In the long run, it seems the solution will be to pull up all flooring and start over, with a correct barrier in place. What product would you recommend be installed and what type of flooring would you use?
Sarah:
Thanks for the question. Since you provided the RH% information, which gives me more of a base to start from, you allow me to ask questions which are best-answered voice to voice. When you have time, call me at 800-634-9961 X235. Thanks.
Hello Jason
I am a mold contractor in Mexico, I have an issue with a home that has cork under the granite floor, in the 4th floor of a building. The house was flooded due to a faulty pipe, looots of water run for hours over the floor. After many months, now the house smells like wet cork. The option now is to remove all the floor and replace the cork insulating barrier. this will be very expensive. Do you have any recommendations to avoid replacing 100s of square foot of floor. Thank you for your time, regards.
Jose,
Unfortunately, if there is trapped moisture below the finished flooring as resting on the cork there is no real way to dry out the cork without removing the floor covering.
Hi Jason,
My mom lives in a patio that was built on a slab in 2000. She had vinyl tiles laid 3 years ago. At the time of installation they told here there was on the floor and laid it anyways. A few weeks later she notice bubbles. They kept getting worse. Then a little over a year ago glue starting oozing out of tile seams. We pulled up a tile today and it was wet under the tile.

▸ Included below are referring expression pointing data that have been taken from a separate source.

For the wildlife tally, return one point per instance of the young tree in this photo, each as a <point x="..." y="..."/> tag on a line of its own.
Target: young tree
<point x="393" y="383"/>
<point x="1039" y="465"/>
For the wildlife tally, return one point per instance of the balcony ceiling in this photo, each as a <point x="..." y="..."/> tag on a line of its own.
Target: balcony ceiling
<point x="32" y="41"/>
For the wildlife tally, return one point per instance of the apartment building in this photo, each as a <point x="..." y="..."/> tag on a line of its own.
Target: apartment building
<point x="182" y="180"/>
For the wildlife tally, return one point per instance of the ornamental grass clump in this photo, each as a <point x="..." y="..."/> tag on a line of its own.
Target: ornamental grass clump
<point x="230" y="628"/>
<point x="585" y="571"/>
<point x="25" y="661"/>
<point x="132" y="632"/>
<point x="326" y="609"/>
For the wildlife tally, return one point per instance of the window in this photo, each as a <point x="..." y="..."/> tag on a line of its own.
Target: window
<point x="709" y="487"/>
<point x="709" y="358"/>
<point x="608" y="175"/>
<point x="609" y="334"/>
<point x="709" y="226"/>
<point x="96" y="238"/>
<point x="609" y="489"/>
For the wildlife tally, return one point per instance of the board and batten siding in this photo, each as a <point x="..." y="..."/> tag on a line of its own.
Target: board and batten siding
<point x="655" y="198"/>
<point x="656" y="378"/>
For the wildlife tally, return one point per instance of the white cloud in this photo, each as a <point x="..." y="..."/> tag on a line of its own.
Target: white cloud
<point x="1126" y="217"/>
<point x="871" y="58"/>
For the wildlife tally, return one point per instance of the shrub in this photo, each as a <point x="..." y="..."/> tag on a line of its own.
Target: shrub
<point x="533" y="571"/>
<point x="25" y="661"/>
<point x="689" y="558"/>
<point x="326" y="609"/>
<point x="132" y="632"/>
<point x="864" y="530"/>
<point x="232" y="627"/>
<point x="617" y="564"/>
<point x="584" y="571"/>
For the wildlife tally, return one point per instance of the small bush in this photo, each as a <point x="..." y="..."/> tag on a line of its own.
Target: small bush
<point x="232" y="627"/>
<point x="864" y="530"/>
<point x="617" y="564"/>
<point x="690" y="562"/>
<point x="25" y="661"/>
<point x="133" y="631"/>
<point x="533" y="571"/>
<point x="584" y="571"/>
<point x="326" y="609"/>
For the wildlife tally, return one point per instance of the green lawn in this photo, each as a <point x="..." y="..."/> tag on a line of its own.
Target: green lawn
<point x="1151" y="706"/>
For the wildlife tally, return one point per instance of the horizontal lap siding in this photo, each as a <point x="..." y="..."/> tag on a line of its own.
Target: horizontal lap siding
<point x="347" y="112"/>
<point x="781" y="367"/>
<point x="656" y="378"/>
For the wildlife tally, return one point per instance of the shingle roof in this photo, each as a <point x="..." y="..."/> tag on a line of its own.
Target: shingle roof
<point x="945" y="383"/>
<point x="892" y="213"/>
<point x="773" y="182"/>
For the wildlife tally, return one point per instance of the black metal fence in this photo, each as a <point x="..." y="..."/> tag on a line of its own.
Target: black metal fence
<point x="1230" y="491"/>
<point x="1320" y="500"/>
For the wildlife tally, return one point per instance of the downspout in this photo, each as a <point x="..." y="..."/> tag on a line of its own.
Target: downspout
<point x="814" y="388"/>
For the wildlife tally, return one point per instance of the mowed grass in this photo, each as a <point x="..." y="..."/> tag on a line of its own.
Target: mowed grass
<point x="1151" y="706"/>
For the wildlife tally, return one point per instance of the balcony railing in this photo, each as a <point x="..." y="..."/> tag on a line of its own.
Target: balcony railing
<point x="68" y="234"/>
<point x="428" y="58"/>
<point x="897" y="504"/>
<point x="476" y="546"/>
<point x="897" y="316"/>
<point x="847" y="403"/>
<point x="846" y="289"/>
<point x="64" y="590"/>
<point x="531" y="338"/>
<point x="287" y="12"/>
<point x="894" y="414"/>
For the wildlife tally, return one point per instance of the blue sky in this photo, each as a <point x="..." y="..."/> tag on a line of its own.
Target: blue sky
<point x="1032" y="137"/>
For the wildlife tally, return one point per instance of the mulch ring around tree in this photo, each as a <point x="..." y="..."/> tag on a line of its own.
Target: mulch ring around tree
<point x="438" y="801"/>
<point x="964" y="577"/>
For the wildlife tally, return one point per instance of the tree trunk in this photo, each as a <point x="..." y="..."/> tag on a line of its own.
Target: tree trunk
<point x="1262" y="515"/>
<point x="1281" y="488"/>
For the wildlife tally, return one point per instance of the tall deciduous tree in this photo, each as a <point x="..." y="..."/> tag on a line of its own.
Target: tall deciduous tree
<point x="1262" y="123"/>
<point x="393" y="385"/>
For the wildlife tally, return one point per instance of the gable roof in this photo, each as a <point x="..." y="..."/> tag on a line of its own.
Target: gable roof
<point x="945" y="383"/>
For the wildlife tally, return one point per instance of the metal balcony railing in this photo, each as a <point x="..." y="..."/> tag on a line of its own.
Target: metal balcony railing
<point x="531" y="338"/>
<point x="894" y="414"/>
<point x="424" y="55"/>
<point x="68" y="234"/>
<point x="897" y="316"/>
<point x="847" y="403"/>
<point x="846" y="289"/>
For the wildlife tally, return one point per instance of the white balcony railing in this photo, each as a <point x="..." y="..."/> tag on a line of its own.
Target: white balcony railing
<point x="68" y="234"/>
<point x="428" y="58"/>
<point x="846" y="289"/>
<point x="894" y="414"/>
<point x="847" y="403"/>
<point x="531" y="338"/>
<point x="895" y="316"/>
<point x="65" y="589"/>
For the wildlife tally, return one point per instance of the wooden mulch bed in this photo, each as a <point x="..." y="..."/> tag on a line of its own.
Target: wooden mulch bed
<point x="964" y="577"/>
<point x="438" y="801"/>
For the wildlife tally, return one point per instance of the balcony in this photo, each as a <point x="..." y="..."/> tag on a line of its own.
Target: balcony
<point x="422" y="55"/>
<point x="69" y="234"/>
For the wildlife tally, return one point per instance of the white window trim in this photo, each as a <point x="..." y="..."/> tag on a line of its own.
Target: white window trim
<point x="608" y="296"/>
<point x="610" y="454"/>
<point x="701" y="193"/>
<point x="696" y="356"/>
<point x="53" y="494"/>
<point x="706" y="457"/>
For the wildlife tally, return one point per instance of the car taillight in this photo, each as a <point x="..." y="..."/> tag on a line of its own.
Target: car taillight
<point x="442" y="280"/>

She called a water basement controller he came out and told her she would have to tear out the floor dig a trench under concrete slab and put in a sump pump to elevate the wet slab issue. She has no water in her floor ducting, pipes have been tested for leaks. None of the other owners around her have water issues that they know of. Since you have experience with this, I thought maybe you could givev us some suggestions. She really does not want to have her floor dig up to the tune of $7000.00. Please contact me with any help .My 90 year old mother is fed up and doesn’t know who to believe.
Sandra:
Sorry your mother is having these troubles. Before I did anything, I would look to a geotechnical testing company like http://www.terracon.com to test to see if there is an intact vapor retarder under the slab (guessing there isn’t) and then with those results, get with a reputable flooring installer to determine options for the type of flooring and installation technique that would be best. Good luck.